[PATCH] Switch lowering: use profile info to build weight-balanced binary search trees

Hans Wennborg hans at chromium.org
Sat Jun 20 10:23:21 PDT 2015


REPOSITORY
  rL LLVM

================
Comment at: test/CodeGen/Generic/MachineBranchProb.ll:58
@@ +57,3 @@
+; Check that we set branch weights on the pivot cmp instruction correctly.
+; Cases {0,10,20,30} go on the left with weight 13; cases {40,50} go on the
+; right with weight 20.
----------------
hans wrote:
> djasper wrote:
> > This is actually an interesting case. As I understand it, LLVM will now do?
> > 
> >   this_case = (x < 40
> >                    ? x < 20 ? x == 0 ? A : x == 10 ? B : DEFAULT
> >                             : x == 20 ? C : x == 30 ? D : DEFAULT
> >                    : x == 40 ? E : x == 50 ? F : DEFAULT);
> > 
> > (I hope it is somewhat readable what I mean, case A represents 0, case B 10,... - I just didn't want to re-use the numbers as that would be even more confusing).
> > 
> > Now, I hope I counted correctly, this gives me the following numbers.
> > 
> >   No of comparisons:
> >   A:    3 (Weight: 10, Weighted: 30)
> >   B:    4 (Weight:  1, Weighted:  4)
> >   C:    3 (Weight:  1, Weighted:  3)
> >   D:    4 (Weight:  1, Weighted:  4)
> >   E:    2 (Weight: 10, Weighted: 20)
> >   F:    3 (Weight: 10, Weighted: 30)
> >   ---
> >   SUM: 19 (            Weighted: 91)
> > 
> > However, if we split this equally, we get to do a linear scan on both sides:
> > 
> >   this_case = (x < 30 ? x == 0 ? A : x == 10 ? B : x == 20 ? C : DEFAULT
> >                       : x == 40 ? E : x == 50 ? F : x == 30 ? D : DEFAULT);
> > 
> >   No of comparisons:
> >   A:    2 (Weight: 10, Weighted: 20)
> >   B:    3 (Weight:  1, Weighted:  3)
> >   C:    4 (Weight:  1, Weighted:  4)
> >   D:    4 (Weight:  1, Weighted:  4)
> >   E:    2 (Weight: 10, Weighted: 20)
> >   F:    3 (Weight: 10, Weighted: 30)
> >   ---
> >   SUM: 18 (            Weighted: 81)
> > 
> > Which seems beneficial in total.

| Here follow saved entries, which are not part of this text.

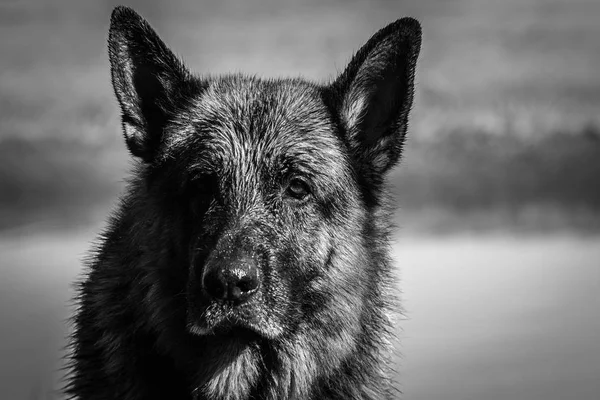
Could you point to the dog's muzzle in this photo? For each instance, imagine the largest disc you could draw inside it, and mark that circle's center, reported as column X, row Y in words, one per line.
column 232, row 277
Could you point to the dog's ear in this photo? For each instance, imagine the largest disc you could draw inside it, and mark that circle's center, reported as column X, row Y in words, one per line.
column 373, row 96
column 147, row 78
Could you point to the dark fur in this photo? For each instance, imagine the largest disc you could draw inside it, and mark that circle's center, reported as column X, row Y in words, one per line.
column 216, row 158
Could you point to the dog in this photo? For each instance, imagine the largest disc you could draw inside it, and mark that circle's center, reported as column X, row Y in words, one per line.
column 249, row 256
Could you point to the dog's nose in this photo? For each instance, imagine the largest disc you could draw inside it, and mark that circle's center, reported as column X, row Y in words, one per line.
column 232, row 280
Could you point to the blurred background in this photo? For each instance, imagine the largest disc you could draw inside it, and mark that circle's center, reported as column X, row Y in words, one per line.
column 498, row 246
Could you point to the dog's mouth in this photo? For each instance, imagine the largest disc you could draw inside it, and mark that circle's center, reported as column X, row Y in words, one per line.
column 233, row 324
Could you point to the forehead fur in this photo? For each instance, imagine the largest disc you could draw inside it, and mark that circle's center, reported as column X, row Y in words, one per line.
column 239, row 117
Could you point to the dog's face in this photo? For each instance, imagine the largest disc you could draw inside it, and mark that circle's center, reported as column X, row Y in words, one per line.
column 271, row 184
column 274, row 179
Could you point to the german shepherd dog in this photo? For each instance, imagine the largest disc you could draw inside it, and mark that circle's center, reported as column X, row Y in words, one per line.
column 249, row 256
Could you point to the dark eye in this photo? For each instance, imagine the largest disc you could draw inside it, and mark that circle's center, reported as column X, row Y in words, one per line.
column 298, row 189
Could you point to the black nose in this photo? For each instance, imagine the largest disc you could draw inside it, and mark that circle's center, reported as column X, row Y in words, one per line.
column 232, row 279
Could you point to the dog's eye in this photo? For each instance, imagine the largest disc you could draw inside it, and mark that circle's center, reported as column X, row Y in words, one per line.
column 298, row 189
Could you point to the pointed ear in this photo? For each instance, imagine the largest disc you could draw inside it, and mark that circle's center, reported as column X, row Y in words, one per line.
column 373, row 96
column 147, row 79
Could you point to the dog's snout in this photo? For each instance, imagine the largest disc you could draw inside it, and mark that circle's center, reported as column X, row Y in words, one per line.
column 232, row 279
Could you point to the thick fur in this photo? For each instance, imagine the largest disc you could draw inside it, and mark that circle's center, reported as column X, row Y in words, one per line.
column 216, row 160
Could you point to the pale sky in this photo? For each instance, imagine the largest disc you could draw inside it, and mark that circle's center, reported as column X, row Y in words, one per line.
column 540, row 56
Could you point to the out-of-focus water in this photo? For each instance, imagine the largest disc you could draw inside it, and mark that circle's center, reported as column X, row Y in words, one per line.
column 486, row 317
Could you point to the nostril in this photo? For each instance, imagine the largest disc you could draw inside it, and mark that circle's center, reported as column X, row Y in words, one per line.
column 248, row 284
column 215, row 284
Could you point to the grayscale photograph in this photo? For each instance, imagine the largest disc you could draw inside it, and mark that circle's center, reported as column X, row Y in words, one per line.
column 300, row 200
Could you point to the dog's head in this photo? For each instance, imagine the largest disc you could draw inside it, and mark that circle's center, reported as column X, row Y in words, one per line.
column 273, row 181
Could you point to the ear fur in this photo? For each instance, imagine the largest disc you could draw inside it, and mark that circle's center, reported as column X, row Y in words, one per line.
column 373, row 96
column 147, row 79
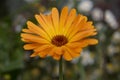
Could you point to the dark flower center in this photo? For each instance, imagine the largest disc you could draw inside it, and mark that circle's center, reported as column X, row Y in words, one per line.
column 59, row 40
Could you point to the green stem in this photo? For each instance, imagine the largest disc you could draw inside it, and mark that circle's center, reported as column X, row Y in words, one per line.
column 60, row 69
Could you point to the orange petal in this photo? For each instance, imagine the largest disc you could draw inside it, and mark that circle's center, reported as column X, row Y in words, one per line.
column 55, row 19
column 43, row 47
column 63, row 17
column 31, row 46
column 83, row 34
column 67, row 56
column 43, row 24
column 35, row 29
column 34, row 38
column 69, row 20
column 26, row 31
column 74, row 25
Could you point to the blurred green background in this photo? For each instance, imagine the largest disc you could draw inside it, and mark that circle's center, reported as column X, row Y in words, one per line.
column 101, row 62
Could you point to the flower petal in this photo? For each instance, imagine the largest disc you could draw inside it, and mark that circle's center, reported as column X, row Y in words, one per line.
column 69, row 20
column 83, row 34
column 55, row 19
column 34, row 38
column 37, row 30
column 63, row 17
column 31, row 46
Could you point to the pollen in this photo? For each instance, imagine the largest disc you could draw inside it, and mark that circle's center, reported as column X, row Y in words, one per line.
column 59, row 40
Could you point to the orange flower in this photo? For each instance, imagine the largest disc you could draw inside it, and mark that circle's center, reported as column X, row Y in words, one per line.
column 59, row 35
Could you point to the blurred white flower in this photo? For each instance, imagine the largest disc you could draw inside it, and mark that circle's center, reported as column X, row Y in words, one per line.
column 110, row 19
column 112, row 50
column 85, row 5
column 97, row 14
column 87, row 58
column 99, row 26
column 75, row 60
column 116, row 37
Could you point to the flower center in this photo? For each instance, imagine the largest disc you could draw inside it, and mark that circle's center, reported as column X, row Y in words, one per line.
column 59, row 40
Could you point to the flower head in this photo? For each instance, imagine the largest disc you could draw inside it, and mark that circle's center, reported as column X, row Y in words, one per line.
column 59, row 35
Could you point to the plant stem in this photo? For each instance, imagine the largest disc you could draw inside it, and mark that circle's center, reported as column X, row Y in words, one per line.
column 60, row 69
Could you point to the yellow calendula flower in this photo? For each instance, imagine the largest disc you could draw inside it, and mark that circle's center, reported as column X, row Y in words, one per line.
column 59, row 35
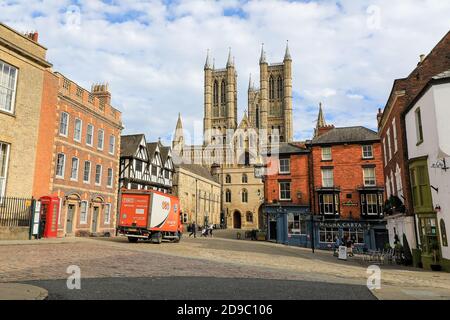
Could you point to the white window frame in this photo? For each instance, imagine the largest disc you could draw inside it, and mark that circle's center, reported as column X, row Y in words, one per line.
column 281, row 192
column 108, row 184
column 288, row 166
column 330, row 177
column 58, row 176
column 84, row 221
column 77, row 171
column 66, row 129
column 366, row 178
column 84, row 172
column 366, row 151
column 388, row 136
column 102, row 139
column 107, row 217
column 4, row 178
column 327, row 156
column 14, row 89
column 92, row 135
column 100, row 176
column 75, row 138
column 394, row 132
column 113, row 144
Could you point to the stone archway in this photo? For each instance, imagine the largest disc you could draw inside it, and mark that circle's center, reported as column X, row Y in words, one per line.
column 237, row 220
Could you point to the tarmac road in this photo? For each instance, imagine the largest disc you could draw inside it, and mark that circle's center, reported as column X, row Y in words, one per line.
column 202, row 288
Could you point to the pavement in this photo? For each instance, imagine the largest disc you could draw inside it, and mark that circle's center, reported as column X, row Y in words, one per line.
column 205, row 264
column 20, row 291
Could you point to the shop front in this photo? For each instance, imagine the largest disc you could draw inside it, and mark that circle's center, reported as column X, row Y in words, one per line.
column 365, row 235
column 288, row 224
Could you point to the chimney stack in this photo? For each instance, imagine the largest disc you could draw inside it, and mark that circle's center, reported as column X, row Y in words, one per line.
column 101, row 91
column 379, row 116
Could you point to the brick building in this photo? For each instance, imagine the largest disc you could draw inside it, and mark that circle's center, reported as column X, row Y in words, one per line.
column 287, row 194
column 85, row 164
column 348, row 186
column 391, row 128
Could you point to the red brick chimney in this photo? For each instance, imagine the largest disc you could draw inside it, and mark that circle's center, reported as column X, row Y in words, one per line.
column 323, row 130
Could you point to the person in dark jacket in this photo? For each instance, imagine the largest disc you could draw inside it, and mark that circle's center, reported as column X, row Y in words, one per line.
column 193, row 230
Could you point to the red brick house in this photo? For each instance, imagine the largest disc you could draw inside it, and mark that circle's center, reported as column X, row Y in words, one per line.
column 391, row 128
column 346, row 170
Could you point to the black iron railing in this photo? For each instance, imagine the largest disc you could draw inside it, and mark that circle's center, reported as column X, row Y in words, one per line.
column 15, row 212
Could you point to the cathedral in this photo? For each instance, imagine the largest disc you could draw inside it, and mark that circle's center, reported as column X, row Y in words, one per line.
column 232, row 149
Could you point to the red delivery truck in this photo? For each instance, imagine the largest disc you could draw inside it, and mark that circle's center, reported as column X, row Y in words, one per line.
column 149, row 215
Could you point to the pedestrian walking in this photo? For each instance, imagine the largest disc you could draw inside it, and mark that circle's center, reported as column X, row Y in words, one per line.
column 193, row 230
column 211, row 227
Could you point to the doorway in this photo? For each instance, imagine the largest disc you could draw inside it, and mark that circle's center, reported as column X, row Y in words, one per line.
column 95, row 219
column 273, row 230
column 237, row 222
column 70, row 215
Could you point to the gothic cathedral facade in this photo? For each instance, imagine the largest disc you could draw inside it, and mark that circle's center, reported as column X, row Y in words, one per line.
column 269, row 120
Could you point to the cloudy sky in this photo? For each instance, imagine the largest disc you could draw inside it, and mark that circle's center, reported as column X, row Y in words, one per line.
column 345, row 54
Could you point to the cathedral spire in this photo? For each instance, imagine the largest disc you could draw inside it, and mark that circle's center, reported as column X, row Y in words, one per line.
column 207, row 63
column 230, row 60
column 263, row 55
column 287, row 55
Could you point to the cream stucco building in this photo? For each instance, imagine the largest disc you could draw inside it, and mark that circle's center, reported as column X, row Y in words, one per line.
column 22, row 71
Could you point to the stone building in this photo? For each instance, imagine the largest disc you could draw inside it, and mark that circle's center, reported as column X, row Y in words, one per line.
column 23, row 70
column 237, row 148
column 85, row 164
column 391, row 128
column 199, row 193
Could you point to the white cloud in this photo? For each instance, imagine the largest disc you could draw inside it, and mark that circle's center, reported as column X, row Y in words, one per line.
column 152, row 54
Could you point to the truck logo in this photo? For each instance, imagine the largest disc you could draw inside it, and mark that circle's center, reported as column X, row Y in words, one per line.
column 165, row 205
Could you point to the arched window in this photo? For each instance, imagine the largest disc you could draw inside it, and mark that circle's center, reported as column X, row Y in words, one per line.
column 223, row 92
column 280, row 87
column 216, row 93
column 271, row 88
column 443, row 233
column 228, row 196
column 244, row 196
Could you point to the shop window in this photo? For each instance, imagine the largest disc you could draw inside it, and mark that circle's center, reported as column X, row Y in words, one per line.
column 285, row 191
column 228, row 196
column 285, row 166
column 328, row 235
column 443, row 234
column 356, row 235
column 367, row 152
column 296, row 226
column 329, row 204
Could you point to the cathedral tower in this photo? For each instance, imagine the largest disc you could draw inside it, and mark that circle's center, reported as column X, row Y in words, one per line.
column 220, row 100
column 270, row 107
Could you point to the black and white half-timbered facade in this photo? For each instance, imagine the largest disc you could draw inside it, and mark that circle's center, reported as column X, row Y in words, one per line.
column 145, row 166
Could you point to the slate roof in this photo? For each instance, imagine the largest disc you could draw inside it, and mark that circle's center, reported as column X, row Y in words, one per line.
column 347, row 135
column 129, row 144
column 198, row 170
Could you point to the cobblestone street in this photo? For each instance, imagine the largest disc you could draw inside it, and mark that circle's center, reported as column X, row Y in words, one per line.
column 213, row 258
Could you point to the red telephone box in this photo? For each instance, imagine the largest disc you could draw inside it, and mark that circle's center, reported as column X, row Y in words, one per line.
column 49, row 216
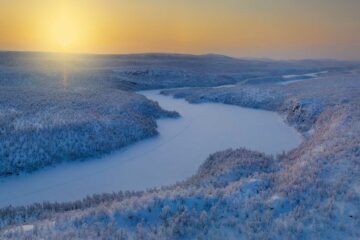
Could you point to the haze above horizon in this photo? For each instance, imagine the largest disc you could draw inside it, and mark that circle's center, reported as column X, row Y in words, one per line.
column 279, row 29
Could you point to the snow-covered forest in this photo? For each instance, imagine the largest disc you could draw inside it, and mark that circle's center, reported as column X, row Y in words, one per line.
column 311, row 192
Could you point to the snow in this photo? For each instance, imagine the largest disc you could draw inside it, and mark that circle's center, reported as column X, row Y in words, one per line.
column 173, row 156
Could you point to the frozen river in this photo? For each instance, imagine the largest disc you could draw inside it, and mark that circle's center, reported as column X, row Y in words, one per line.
column 182, row 145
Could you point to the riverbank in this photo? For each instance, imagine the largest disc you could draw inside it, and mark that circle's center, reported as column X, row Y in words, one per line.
column 173, row 156
column 311, row 192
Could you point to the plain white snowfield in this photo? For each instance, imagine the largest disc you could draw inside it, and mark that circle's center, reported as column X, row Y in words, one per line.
column 174, row 155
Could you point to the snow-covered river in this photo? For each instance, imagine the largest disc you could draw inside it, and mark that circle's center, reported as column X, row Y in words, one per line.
column 174, row 155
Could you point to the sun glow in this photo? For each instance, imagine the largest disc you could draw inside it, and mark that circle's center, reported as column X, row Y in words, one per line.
column 64, row 32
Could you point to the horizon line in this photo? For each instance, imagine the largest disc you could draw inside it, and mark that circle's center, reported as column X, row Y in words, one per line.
column 179, row 54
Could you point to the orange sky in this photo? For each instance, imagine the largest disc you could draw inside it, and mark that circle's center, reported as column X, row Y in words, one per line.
column 244, row 28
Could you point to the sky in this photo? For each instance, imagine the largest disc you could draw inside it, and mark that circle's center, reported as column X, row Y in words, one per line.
column 280, row 29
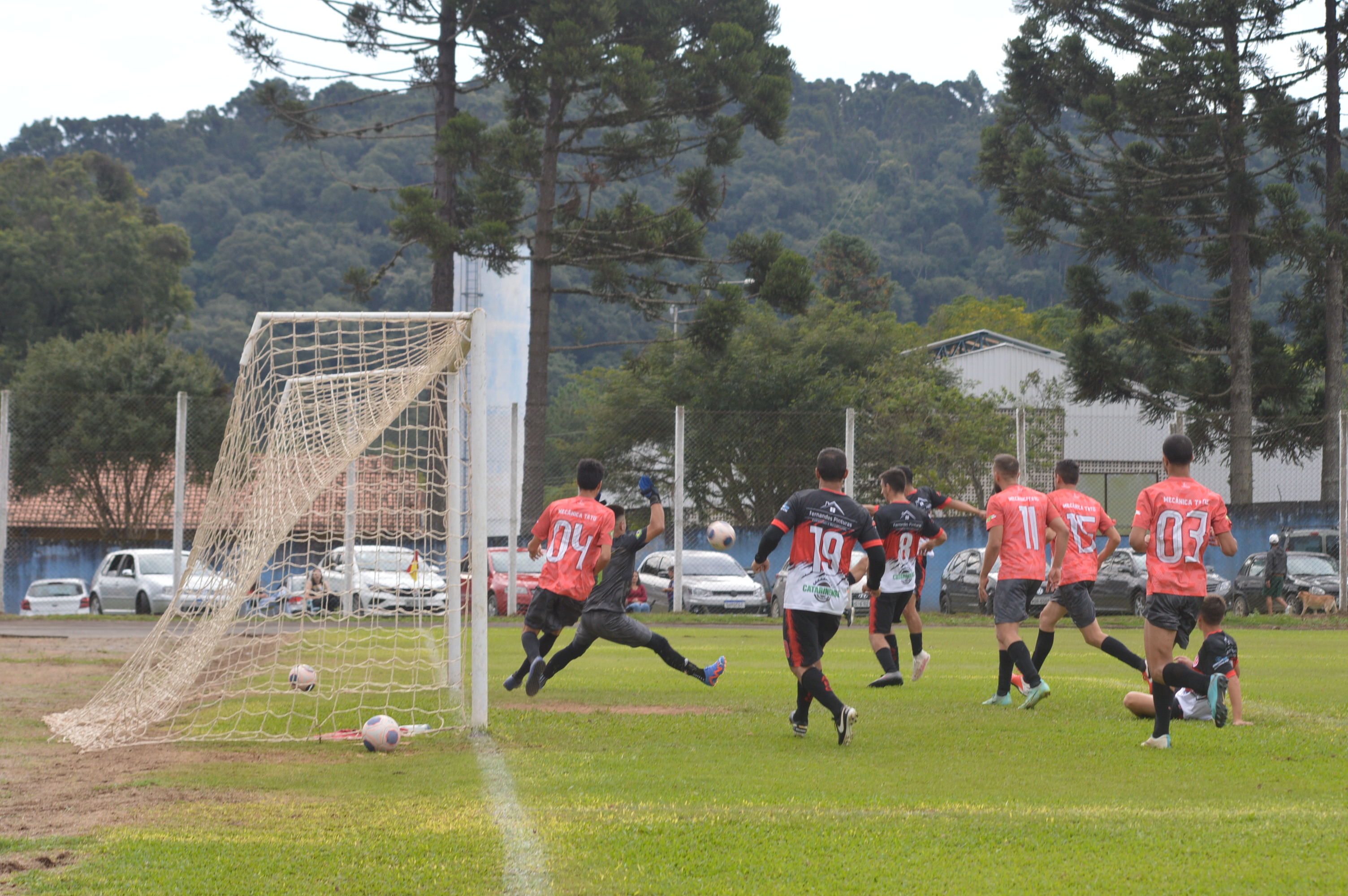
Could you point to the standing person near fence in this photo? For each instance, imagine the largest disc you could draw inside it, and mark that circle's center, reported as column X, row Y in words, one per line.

I think the rule might be something like: Do never create a split with less than three elements on one side unless the smallest weight on that side is larger than all the weights on the other side. But that might not be sufficient.
> It's going to be
> ```
> this_case = (x < 40
>                  ? x < 30 ? x == 0 ? A : default
>                           : x == 10 ? C : x == 20 ? C : x == 30 ? D : DEFAULT
>                  : x == 40 ? E : x == 50 ? F : DEFAULT);
> ```
> But the numbers add upp the same way.
> 
> This is interesting. It's something about our leaves being different than in a typical binary tree in that we can do up to three comparisons in them.
> 
> Like you, I'm also thinking we should probably be careful creating a split with less than three on one side + some conditions. But this will require some thinking.
> 
> As discussed on the IRC channel, for switches where some cases are completely dominating, hoisting them out is probably a good idea. What I've been doing when playing with benchmarks is turning:
> ```
> switch (x) {
>   cases ...
> }
> ```
> into
> ```
> switch (x) {
>   hot_case 1:
>   hot_case 2:
>   ...
> }
> switch (x) {
>   cold_cases here
> }
> ```
> And that's been really beneficial for switches where a few cases dominate.
> 
> I like the current approach for handling switches in general though, and I think the hoisting would be a separate thing that takes place before.
Coming back to this example where weight-balancing the tree actually makes the example worse, since it would have been better to have 3 elements in the leaf node instead of just one. I committed r240224 to address this. It's not perfect, but I think it helps a lot.